Well my family has made our move, and I will certainly be sharing all about my new teaching experiences in Australia! However, since there are still a couple of weeks before that time, I have a post I want to share from Michigan.
I had a personal goal this year of building perseverance in my students. I wrote a bit more about it here. I wanted to give my students a team building activity, which was designed to challenge their perseverance. I used to run low ropes challenge courses at a YMCA camp, and we worked with different initiatives. The challenges were possible, but were specifically designed to be difficult. A group needed to work collaboratively to be successful, and it was often the case that the challenges brought to light previously unnoticed aspects of the participants’ personalities. If not that, it highlighted how important it is to listen to all of the input from the group, and to take advantage of the skills that various participants have.

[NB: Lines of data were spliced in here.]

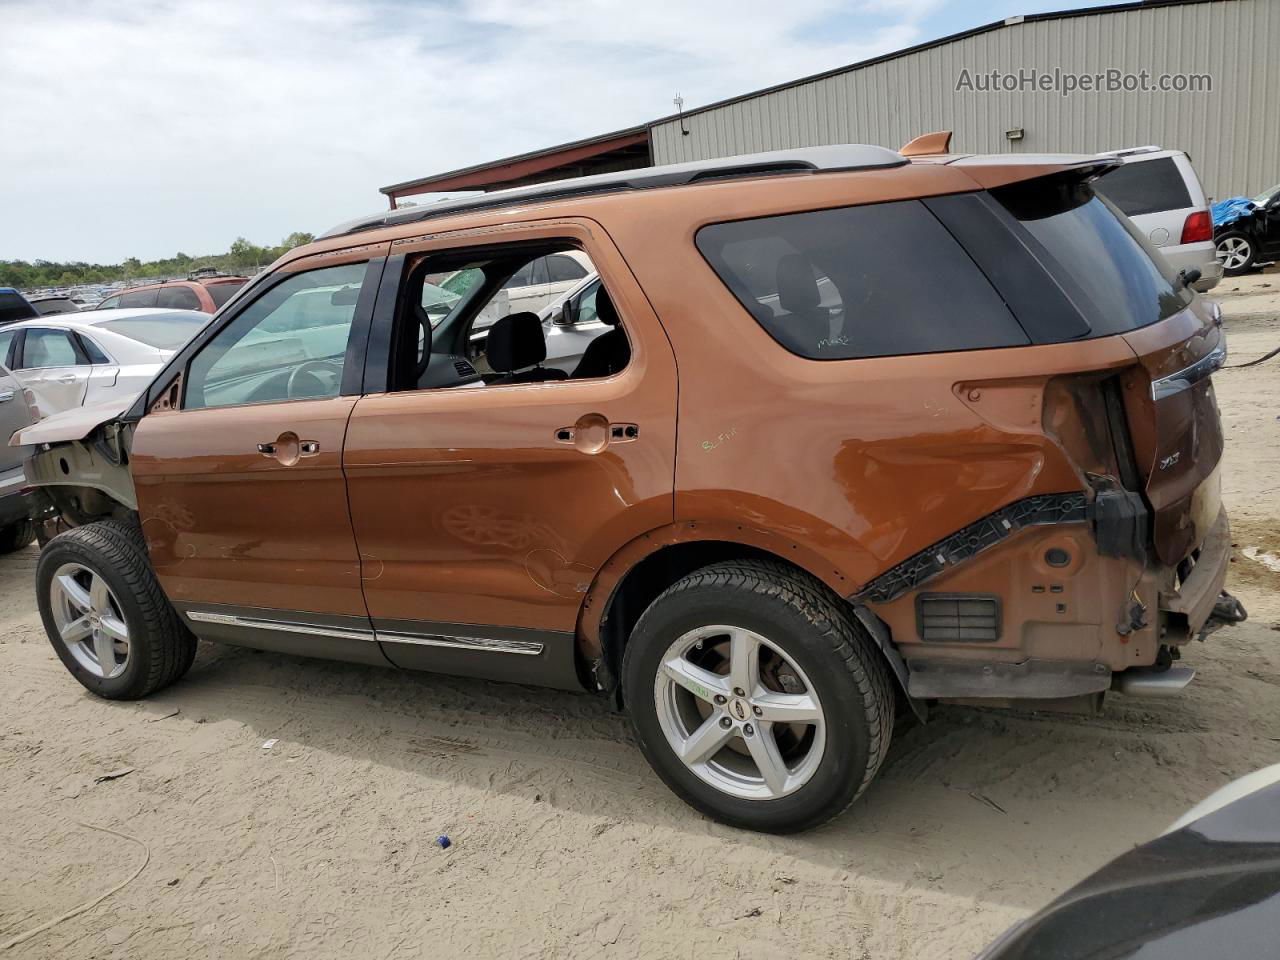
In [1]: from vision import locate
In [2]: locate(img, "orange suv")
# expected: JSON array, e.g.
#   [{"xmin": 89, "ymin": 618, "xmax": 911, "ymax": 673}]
[
  {"xmin": 19, "ymin": 140, "xmax": 1245, "ymax": 832},
  {"xmin": 96, "ymin": 273, "xmax": 248, "ymax": 313}
]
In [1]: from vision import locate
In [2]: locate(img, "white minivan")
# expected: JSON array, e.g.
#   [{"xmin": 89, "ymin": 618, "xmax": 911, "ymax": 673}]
[{"xmin": 1094, "ymin": 146, "xmax": 1222, "ymax": 292}]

Knowing that there is so much potential for critical thinking, problem solving, and perseverance, I wanted to bring this sort of activity into my classroom. I did know that I would face a few challenges right away. First, the ideal group size for this sort of thing is about twelve people, and of course that is not the class size I had. Next, it absolutely works best when the facilitator can observe and intervene as necessary throughout the process. I knew I would need to have two groups going at the same time in order to do this in class, and that simply is not ideal. If you decide to give this a try, I would recommend getting someone else to facilitate the other group. However, you need to be sure that they are clear on their role so that the integrity is maintained.

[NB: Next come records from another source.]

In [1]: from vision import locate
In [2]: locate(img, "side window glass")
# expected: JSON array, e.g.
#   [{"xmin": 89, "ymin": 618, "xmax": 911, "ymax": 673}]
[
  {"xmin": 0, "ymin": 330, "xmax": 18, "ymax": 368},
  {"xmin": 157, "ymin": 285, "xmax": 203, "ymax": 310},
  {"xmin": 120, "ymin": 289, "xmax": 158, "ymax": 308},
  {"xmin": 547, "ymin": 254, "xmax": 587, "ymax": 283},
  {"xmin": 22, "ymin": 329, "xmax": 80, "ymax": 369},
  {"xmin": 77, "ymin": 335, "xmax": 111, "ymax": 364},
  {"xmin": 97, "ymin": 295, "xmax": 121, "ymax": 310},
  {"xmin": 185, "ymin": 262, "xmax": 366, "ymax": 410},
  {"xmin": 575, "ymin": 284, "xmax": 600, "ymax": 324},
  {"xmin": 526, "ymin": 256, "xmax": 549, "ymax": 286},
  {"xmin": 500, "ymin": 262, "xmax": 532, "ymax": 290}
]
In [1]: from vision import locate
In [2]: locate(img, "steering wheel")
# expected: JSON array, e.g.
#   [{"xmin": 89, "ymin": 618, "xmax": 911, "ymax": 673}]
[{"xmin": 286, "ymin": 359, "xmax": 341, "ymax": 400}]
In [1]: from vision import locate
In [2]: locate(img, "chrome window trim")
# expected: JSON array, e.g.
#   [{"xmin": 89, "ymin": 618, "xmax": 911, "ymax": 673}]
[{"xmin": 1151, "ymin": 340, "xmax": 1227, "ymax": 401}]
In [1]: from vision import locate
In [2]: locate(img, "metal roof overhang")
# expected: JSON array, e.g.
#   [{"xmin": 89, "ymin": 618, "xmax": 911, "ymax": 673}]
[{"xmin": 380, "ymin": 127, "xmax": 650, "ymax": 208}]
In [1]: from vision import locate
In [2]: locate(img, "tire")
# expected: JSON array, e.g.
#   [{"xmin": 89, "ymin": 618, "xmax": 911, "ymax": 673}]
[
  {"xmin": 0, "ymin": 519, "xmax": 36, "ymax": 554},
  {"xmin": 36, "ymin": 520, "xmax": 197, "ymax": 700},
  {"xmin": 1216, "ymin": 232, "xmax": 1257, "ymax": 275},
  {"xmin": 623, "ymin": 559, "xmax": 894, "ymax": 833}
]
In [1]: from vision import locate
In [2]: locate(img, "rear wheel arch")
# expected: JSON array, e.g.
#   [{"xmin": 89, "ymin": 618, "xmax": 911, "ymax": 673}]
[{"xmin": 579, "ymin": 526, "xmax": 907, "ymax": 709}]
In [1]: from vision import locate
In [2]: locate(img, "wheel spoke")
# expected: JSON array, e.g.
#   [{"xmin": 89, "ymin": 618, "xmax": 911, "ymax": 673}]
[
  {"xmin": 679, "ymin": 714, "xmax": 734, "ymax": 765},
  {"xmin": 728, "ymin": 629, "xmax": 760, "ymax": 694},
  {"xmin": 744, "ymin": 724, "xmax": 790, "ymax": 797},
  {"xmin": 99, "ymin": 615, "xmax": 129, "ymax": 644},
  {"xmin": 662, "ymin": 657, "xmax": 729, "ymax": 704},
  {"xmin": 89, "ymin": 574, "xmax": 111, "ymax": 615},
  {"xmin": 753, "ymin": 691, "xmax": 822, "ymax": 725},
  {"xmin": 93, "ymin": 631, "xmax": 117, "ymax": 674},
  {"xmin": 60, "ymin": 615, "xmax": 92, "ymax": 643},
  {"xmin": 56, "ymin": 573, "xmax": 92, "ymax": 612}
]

I decided to run two challenges, one of which was quite involved, and the other of which was a bit simpler. I explained both challenges to the entire group, and they were completely engaged the entire time. I then split them into groups and had them get started.
When running a team challenge, the facilitator needs to hold the group accountable for the rules. Ideally you are out of the process, observing and letting the group work through problems. However, you need to adapt depending on what you see. If a group is simply falling apart, you may call a quick meeting. If a group is not following the rules, you need to start them over. If they are doing well, but are taking an incredible amount of time, you may need to adjust the conditions of the challenge to help them along. It is very dynamic, running with the experience. These are the challenges I ran:
1. Lava Pit – This was the more in depth, exciting challenge. I had to carefully set this up before my students arrived. I used our big blocks and boards. I also wanted to be sure that it would be safe (especially since I aways harp on my kids not to stand on the blocks), so I hot glued some rubber matting (drawer liners cut apart) on the ends of the boards to ensure that they would not slip.
I then created a path from one end of my rug area to the other. I placed large blocks strategically so that some could be connected with one board, and some needed two boards in a T formation to create a path. I actually marked the spots on the carpet with tape to ensure they were all set.
The challenge to the group was to get every member of the group from one side of the lava pit to the other. They could stand on the lava rocks (big blocks), or boards, but they could not step into the lava (on the rug.) They also could not step from rock to rock. Instead they had to connect the rocks firmly with a board in order to cross. The boards also could not touch the lava. Finally, they only had three boards to use, and they could not walk the boards back to any participant still needing to cross (they would need to carry them back through the lava rock maze).
2. Balance Beam – This one is a bit simpler. The kids in the group had to stand on a balance beam. Once on the beam, they could not step off the beam. (If anyone did step off, they had to go back to their original position.) Once on the beam, I assigned every child a number, which I taped to their shirt. They had to organize themselves in sequential order (another great task!) without stepping off the beam.
Once I explained all the rules, I let them go. It is truly amazing to watch. Some groups jump right in, others plan. Some kids eat the challenge up, while others don’t care at all. In this situation, with two groups going, I had to jump back and forth to keep them going. Truthfully, the balance beam task is much less interesting. That group lost steam quickly. I did extend it for them a little by suggesting a few things to try, and they did get a bit of an experience. Here we talked about holding on to one another to help the other student pass by without falling off the beam:
However, in the end I called that group over to observe and support the lava pit group. This actually worked wonderfully! One of the observers ended up facilitating the other group’s success! Because there are no hard and fast rules, I went with this and let him get involved, and it really was the key to the whole thing.
After the challenges finish (either because they succeed or because you have to stop them due to time) it is critical to debrief. We had some great discussion that really got to the goal of perseverance. For example, I had one student who was really involved, but at one point decided to cheat. He stepped from rock to rock, and said, “I did it.” I went to him and asked if he really felt that he succeeded, and why or why not. In the end he went back and did it properly. His response when finishing that time was one of intense pride. As a group we discussed why he seemed to feel differently the second time around. Another student said that it was because he followed the rules, and that made it a real challenge. That sort of discussion and grass roots discovery is simply priceless.
Have you ever done any team building challenges with your class? What tips do you have to make it successful, especially with a big group?